Columbus’ 15th annual Gospel Musical on Feb. 28 celebrated Christian unity and black history, drawing about 130 people — blacks, whites, Asians and others. That cross-section of residents is notable because the event served as another important effort to promote unity and understanding across the Columbus community.
The African American Pastors Alliance organized other events in August and December that addressed various aspects of race relations — important because of problems that have occurred nationally, including rising tension between black communities and police officers.
This was preceded by three programs to build understanding among various faiths in the first part of this year:
A group of Muslims and Christians held a public panel discussion Jan. 20 to discuss common values.
People learned differences between radical and normative Islam during a presentation on the Islamic State group Jan. 31 at First Baptist Church featuring David Carlson, Franklin College professor of theology and religion.

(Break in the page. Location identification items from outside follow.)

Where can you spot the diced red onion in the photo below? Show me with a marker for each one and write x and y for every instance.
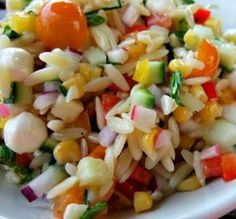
(45, 100)
(43, 183)
(144, 118)
(4, 111)
(211, 152)
(163, 139)
(106, 136)
(51, 86)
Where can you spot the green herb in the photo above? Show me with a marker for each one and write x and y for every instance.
(63, 90)
(10, 33)
(176, 82)
(188, 2)
(93, 211)
(12, 98)
(94, 19)
(183, 28)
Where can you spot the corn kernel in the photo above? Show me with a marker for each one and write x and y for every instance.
(148, 139)
(23, 22)
(67, 151)
(226, 96)
(198, 91)
(189, 184)
(136, 50)
(186, 142)
(210, 112)
(182, 114)
(179, 65)
(142, 201)
(215, 24)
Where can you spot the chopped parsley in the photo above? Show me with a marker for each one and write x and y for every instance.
(176, 82)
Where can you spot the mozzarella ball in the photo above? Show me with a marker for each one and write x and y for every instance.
(25, 133)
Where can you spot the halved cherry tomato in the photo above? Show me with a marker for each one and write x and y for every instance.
(212, 167)
(129, 80)
(24, 159)
(98, 152)
(208, 54)
(136, 28)
(108, 101)
(229, 166)
(73, 195)
(141, 176)
(201, 15)
(210, 90)
(159, 19)
(61, 25)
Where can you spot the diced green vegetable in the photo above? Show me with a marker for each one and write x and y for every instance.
(10, 33)
(94, 19)
(176, 82)
(49, 145)
(63, 90)
(142, 97)
(227, 52)
(93, 211)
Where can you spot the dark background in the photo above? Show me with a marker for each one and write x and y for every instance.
(231, 215)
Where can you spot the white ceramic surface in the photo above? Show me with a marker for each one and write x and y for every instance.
(211, 202)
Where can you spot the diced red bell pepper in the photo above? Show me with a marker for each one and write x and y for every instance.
(210, 90)
(108, 101)
(127, 188)
(212, 167)
(129, 80)
(136, 28)
(201, 15)
(158, 19)
(229, 166)
(141, 176)
(24, 159)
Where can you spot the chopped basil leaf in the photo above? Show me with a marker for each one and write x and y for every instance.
(93, 211)
(176, 82)
(188, 2)
(10, 33)
(95, 19)
(63, 90)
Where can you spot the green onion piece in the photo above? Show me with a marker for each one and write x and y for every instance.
(95, 19)
(93, 211)
(188, 2)
(63, 90)
(176, 82)
(10, 33)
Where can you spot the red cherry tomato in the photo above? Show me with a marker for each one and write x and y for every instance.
(61, 25)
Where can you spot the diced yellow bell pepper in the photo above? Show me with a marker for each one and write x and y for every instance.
(23, 22)
(142, 201)
(189, 184)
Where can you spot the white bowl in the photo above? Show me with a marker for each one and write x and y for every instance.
(211, 202)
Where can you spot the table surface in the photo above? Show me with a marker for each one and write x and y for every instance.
(231, 215)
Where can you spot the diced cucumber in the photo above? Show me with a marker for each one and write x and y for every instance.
(227, 52)
(49, 145)
(112, 5)
(142, 97)
(156, 72)
(21, 94)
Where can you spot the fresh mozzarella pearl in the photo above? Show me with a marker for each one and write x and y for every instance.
(17, 61)
(25, 133)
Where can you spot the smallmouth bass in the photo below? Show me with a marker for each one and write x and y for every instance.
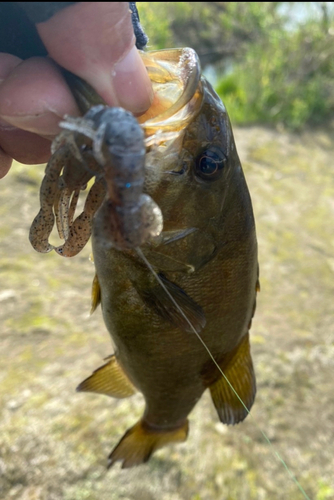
(205, 257)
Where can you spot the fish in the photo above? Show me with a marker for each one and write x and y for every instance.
(174, 248)
(195, 277)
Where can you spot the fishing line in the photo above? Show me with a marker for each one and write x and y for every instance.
(277, 455)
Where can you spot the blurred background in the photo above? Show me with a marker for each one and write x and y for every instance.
(272, 63)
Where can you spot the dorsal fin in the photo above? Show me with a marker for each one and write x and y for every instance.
(96, 294)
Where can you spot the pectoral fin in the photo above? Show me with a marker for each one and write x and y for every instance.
(240, 373)
(109, 379)
(169, 300)
(96, 294)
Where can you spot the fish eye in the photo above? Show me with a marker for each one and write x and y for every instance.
(210, 163)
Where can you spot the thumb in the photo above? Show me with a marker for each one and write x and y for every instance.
(95, 41)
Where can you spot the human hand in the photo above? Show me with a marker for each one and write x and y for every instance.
(93, 40)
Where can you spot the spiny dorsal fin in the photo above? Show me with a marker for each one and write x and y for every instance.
(157, 298)
(96, 294)
(109, 379)
(240, 373)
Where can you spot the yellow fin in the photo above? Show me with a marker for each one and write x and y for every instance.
(139, 442)
(96, 294)
(240, 373)
(109, 379)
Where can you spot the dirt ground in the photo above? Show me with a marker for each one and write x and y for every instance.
(54, 442)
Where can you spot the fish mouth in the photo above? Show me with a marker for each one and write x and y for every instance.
(175, 75)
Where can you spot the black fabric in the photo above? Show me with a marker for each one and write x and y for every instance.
(18, 34)
(39, 12)
(141, 37)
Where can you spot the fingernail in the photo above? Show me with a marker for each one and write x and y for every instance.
(45, 124)
(131, 83)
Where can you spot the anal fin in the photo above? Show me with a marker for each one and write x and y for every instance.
(109, 379)
(240, 373)
(141, 440)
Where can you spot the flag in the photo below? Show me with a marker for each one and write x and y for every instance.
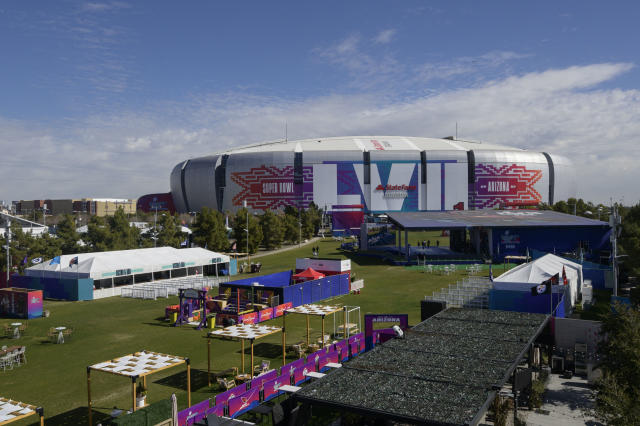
(545, 286)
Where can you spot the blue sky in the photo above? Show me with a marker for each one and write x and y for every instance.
(103, 98)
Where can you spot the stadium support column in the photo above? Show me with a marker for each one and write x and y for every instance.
(406, 243)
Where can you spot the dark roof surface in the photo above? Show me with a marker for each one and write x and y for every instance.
(487, 218)
(443, 371)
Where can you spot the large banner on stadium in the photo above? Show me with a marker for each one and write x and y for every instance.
(505, 184)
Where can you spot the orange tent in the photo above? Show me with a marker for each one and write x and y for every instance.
(308, 274)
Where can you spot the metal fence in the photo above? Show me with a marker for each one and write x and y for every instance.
(170, 287)
(471, 292)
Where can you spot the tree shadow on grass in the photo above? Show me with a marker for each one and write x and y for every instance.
(179, 380)
(77, 416)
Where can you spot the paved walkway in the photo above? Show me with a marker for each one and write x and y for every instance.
(568, 402)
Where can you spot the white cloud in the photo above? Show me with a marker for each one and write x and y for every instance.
(384, 36)
(562, 111)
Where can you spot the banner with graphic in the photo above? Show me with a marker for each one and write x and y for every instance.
(271, 187)
(507, 184)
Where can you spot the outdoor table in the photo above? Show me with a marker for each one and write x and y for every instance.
(60, 335)
(243, 332)
(289, 388)
(137, 365)
(261, 410)
(11, 411)
(16, 329)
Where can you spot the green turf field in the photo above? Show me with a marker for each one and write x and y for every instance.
(55, 375)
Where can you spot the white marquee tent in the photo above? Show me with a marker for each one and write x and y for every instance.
(524, 276)
(109, 264)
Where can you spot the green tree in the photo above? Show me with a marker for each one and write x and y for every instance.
(169, 233)
(66, 232)
(630, 240)
(618, 392)
(272, 230)
(240, 233)
(210, 231)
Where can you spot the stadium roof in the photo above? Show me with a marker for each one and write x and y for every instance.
(101, 265)
(445, 371)
(372, 143)
(488, 218)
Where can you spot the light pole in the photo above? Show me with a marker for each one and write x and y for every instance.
(155, 229)
(8, 241)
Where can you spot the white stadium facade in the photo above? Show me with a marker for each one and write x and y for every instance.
(369, 174)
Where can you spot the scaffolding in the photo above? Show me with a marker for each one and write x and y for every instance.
(470, 292)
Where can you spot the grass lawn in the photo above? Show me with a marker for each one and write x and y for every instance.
(55, 375)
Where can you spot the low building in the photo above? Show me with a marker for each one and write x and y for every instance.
(86, 276)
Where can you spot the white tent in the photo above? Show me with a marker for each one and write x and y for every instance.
(101, 265)
(524, 276)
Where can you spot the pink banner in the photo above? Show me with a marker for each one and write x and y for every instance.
(250, 318)
(281, 308)
(265, 314)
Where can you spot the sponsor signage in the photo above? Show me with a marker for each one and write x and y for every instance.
(266, 314)
(250, 318)
(281, 308)
(270, 187)
(506, 184)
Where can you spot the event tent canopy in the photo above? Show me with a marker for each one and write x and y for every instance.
(100, 265)
(308, 274)
(524, 276)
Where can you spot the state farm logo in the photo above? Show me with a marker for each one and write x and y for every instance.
(395, 191)
(395, 187)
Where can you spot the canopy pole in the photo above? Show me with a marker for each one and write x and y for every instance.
(89, 394)
(242, 351)
(283, 346)
(344, 323)
(133, 392)
(209, 361)
(284, 337)
(188, 381)
(251, 365)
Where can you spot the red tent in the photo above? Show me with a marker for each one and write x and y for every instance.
(308, 274)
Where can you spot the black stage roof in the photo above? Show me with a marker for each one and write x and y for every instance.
(446, 370)
(487, 218)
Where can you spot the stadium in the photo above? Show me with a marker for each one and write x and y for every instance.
(351, 176)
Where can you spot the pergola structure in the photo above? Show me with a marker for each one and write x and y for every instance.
(242, 332)
(11, 411)
(135, 365)
(316, 310)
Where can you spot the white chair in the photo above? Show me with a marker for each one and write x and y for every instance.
(20, 356)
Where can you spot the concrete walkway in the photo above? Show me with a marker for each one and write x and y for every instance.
(568, 402)
(291, 247)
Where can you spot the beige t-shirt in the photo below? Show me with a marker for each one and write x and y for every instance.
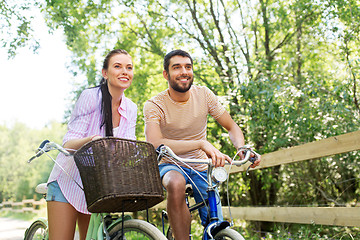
(184, 120)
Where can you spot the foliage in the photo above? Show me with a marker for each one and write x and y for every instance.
(16, 29)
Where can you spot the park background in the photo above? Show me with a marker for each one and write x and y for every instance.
(287, 71)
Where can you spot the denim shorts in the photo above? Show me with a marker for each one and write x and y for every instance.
(54, 193)
(200, 184)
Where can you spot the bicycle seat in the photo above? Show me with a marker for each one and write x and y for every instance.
(41, 188)
(188, 190)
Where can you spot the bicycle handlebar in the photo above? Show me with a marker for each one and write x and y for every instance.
(166, 151)
(47, 146)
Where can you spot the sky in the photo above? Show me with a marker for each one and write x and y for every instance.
(35, 88)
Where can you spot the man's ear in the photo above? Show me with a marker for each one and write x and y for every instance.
(104, 73)
(166, 75)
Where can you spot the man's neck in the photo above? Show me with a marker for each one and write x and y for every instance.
(179, 96)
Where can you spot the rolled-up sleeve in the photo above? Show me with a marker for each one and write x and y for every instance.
(78, 125)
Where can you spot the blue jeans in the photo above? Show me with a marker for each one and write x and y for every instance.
(200, 184)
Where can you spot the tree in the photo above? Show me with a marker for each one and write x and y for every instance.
(16, 30)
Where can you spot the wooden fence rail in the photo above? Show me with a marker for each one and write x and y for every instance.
(337, 216)
(26, 205)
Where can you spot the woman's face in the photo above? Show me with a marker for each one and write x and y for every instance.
(120, 72)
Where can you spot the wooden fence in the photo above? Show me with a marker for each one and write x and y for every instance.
(26, 205)
(339, 216)
(336, 216)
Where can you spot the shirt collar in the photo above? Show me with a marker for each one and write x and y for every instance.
(122, 107)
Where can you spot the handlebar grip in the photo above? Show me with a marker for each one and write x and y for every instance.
(42, 145)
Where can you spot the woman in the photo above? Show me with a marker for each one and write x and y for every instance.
(99, 111)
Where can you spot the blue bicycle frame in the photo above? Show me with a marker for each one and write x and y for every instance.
(215, 225)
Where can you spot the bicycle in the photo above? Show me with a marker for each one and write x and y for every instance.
(215, 229)
(105, 221)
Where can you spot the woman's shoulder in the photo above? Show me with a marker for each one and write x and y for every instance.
(130, 102)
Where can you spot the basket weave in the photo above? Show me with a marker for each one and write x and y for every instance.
(119, 175)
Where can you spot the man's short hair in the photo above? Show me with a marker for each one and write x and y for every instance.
(177, 52)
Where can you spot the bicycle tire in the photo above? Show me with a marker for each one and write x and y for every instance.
(169, 234)
(136, 229)
(36, 231)
(228, 233)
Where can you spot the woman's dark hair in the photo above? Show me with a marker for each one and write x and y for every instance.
(106, 97)
(177, 52)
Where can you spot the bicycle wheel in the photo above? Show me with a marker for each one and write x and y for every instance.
(228, 233)
(136, 229)
(36, 231)
(169, 234)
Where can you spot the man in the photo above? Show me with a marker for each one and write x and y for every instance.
(177, 118)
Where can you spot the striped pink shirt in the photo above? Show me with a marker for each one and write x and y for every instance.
(85, 121)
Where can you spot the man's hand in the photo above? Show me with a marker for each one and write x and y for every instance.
(253, 154)
(218, 158)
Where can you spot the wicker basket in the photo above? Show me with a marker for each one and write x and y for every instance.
(119, 175)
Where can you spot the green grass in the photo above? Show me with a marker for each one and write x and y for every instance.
(26, 216)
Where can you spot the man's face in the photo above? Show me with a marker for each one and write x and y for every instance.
(180, 75)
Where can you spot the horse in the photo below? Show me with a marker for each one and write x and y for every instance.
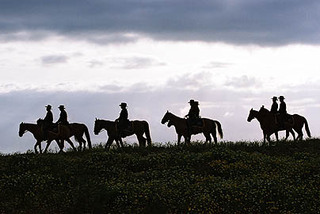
(37, 133)
(209, 128)
(73, 129)
(269, 125)
(139, 128)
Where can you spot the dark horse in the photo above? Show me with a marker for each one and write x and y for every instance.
(269, 125)
(139, 128)
(37, 133)
(73, 129)
(181, 126)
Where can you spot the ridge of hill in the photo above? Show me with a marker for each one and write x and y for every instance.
(241, 177)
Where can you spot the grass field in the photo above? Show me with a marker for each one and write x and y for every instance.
(241, 177)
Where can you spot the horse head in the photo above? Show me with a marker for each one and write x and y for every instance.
(252, 115)
(165, 117)
(22, 129)
(97, 126)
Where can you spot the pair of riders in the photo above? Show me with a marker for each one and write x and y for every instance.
(281, 115)
(193, 116)
(47, 122)
(123, 123)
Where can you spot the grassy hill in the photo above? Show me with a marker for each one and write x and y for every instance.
(226, 178)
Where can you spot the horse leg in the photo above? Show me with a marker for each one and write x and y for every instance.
(214, 135)
(277, 136)
(109, 142)
(187, 139)
(71, 144)
(35, 147)
(208, 138)
(179, 139)
(47, 146)
(142, 141)
(293, 134)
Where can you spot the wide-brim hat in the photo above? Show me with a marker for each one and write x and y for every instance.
(123, 104)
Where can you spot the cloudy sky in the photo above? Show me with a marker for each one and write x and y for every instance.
(156, 55)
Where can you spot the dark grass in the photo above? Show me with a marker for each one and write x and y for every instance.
(231, 177)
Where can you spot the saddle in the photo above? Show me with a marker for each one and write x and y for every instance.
(282, 120)
(196, 122)
(126, 128)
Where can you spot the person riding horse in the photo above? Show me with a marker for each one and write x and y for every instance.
(193, 115)
(47, 121)
(274, 106)
(123, 121)
(63, 119)
(284, 117)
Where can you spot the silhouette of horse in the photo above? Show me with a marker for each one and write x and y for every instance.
(181, 126)
(73, 129)
(138, 128)
(269, 126)
(37, 133)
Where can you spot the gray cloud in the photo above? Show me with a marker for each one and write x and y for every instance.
(239, 22)
(54, 59)
(135, 62)
(243, 82)
(145, 102)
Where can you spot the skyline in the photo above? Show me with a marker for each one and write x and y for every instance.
(231, 56)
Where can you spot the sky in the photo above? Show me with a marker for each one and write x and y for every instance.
(90, 56)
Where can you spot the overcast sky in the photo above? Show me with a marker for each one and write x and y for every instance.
(156, 55)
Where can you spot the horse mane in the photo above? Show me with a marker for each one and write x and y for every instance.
(264, 110)
(174, 115)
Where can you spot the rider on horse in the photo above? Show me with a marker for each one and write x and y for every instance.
(274, 107)
(193, 115)
(122, 120)
(63, 119)
(47, 121)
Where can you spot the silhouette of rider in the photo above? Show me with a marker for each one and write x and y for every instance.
(63, 119)
(122, 120)
(194, 111)
(283, 115)
(47, 121)
(274, 106)
(193, 114)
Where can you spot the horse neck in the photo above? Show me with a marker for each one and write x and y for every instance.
(33, 128)
(175, 119)
(107, 124)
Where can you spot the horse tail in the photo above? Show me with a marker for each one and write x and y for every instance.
(219, 128)
(86, 132)
(147, 131)
(306, 126)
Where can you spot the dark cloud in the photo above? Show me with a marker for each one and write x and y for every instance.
(54, 59)
(135, 62)
(229, 106)
(262, 22)
(243, 82)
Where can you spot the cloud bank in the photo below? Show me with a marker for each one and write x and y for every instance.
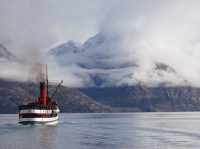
(146, 32)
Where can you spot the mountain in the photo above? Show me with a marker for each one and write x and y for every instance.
(109, 99)
(100, 60)
(148, 99)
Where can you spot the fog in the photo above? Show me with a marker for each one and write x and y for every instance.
(147, 32)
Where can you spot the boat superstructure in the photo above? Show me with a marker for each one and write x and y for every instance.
(42, 110)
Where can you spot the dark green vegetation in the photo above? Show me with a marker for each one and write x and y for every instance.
(110, 99)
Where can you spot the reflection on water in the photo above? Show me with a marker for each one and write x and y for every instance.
(105, 131)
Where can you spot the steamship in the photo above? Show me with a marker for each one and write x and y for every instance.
(43, 110)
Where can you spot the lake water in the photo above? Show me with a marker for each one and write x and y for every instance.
(105, 131)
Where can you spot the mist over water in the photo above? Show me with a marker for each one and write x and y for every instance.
(146, 33)
(119, 131)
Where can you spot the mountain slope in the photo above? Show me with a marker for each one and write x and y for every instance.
(101, 60)
(144, 98)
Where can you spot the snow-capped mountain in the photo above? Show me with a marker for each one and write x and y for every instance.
(100, 59)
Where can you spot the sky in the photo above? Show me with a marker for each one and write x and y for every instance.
(150, 31)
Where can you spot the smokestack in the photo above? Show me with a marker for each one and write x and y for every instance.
(43, 99)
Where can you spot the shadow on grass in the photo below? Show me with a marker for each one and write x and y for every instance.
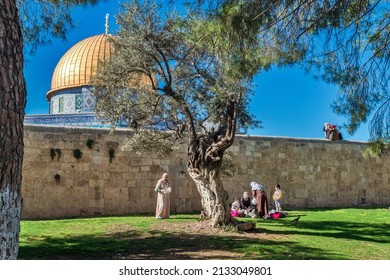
(164, 245)
(377, 233)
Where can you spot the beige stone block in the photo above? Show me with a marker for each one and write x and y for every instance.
(96, 203)
(145, 168)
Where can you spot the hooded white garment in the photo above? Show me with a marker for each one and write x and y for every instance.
(257, 187)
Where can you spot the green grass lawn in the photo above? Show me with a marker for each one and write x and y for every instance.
(331, 234)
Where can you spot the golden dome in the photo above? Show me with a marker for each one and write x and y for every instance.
(80, 63)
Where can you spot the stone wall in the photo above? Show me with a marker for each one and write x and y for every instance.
(312, 173)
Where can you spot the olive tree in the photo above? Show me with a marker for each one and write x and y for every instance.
(180, 79)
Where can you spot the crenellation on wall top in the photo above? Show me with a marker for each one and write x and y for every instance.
(241, 138)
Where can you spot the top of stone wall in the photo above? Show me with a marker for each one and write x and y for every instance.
(295, 139)
(125, 131)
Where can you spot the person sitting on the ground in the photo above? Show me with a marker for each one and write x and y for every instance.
(334, 133)
(234, 212)
(326, 130)
(258, 191)
(246, 207)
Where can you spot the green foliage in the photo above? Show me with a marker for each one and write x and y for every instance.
(43, 20)
(376, 149)
(186, 83)
(228, 167)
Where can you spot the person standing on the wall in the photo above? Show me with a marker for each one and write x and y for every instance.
(277, 196)
(258, 191)
(163, 190)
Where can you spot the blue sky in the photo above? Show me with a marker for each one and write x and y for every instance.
(289, 102)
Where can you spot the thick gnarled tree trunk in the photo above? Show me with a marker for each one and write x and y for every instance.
(214, 197)
(12, 104)
(205, 161)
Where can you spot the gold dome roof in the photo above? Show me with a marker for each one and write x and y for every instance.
(79, 63)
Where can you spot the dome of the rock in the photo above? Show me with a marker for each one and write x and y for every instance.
(79, 63)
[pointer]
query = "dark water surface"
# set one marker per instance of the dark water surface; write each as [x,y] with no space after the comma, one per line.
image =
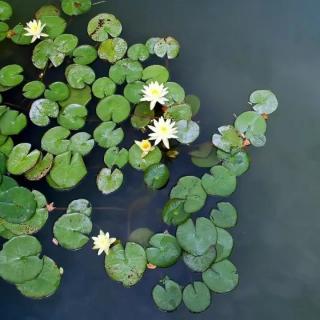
[229,48]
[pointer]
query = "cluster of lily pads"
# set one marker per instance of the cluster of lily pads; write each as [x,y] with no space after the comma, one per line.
[122,94]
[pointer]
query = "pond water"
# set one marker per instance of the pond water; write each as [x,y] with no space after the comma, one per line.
[229,48]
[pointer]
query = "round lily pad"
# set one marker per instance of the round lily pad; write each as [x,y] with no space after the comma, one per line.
[197,239]
[164,250]
[196,297]
[126,265]
[72,230]
[221,277]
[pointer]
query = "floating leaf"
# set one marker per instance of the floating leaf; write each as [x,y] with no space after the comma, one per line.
[164,250]
[197,239]
[45,284]
[103,25]
[126,265]
[33,89]
[200,263]
[41,110]
[20,160]
[221,277]
[19,259]
[103,87]
[71,230]
[169,297]
[109,181]
[196,297]
[114,107]
[107,135]
[190,190]
[142,163]
[225,216]
[221,182]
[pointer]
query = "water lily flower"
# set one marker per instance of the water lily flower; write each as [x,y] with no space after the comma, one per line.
[154,92]
[103,242]
[163,130]
[34,29]
[145,146]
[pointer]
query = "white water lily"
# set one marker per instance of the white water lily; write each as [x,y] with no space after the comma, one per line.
[103,242]
[163,130]
[154,93]
[34,29]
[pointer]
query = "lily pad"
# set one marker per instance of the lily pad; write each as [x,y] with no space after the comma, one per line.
[126,265]
[107,135]
[221,182]
[164,250]
[221,277]
[71,230]
[41,110]
[197,297]
[197,239]
[115,108]
[109,181]
[167,297]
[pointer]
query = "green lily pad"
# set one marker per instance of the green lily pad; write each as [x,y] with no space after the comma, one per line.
[82,143]
[173,212]
[107,135]
[41,168]
[84,54]
[190,190]
[115,108]
[225,216]
[71,230]
[196,297]
[197,239]
[78,75]
[164,250]
[221,182]
[264,101]
[109,181]
[82,206]
[5,11]
[45,284]
[73,117]
[75,7]
[221,277]
[188,131]
[142,163]
[55,140]
[125,70]
[156,176]
[126,265]
[116,157]
[103,25]
[200,263]
[112,50]
[19,259]
[224,244]
[103,87]
[155,73]
[10,75]
[33,89]
[41,110]
[138,51]
[21,159]
[57,91]
[167,297]
[68,170]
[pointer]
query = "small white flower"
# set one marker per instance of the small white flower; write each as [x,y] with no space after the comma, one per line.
[155,93]
[163,130]
[103,242]
[34,29]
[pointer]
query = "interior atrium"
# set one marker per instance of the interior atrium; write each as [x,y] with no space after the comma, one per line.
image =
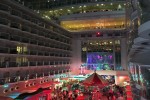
[46,44]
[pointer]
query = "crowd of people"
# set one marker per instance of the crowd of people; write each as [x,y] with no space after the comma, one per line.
[110,93]
[114,92]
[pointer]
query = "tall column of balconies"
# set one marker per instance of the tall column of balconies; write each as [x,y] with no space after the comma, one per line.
[30,47]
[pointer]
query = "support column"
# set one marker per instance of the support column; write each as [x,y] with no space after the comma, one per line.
[114,56]
[76,53]
[124,53]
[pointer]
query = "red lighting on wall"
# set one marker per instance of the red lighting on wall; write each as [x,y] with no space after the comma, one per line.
[98,34]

On Feb. 6, the inaugural Interfaith Wintertime Gathering at the Unitarian Universalist Congregation of Columbus invited representatives from 20 different beliefs to highlight how they interpret the Golden Rule.
Local residents are to be congratulated for their ongoing efforts to foster diverse relationships and promote understanding through a variety of events. The community becomes better as a result.
In an effort to foster relationships between police and city residents, Columbus Police Department is starting its “Coffee with a Cop” program from 9 to 10 a.m. March 31 at McDonald’s, 2205 W. Jonathan Moore Pike.
Many residents know of police only from what they’ve heard from others, or seen or read in the media. “Coffee with a Cop” is a good opportunity to meet police officers in person and understand them and their jobs better. The program is worth the time to check out.
Columbus firefighters went into a burning home Feb. 25 and rescued 19 pets — a mix of cats and dogs. They used special oxygen equipment designed to fit over small animals’ faces — donated by the Community Animal Rescue Effort (CARE) — to save a couple of cats.
The fire was the third in which the fire department has used the specialty masks, and at least one other pet’s life was saved with the oxygen mask.
The firefighters are to be commended for their courage and dedication regardless of whether they’re helping humans or animals, and CARE deserves thanks for providing the firefighters with the lifesaving specialty oxygen masks.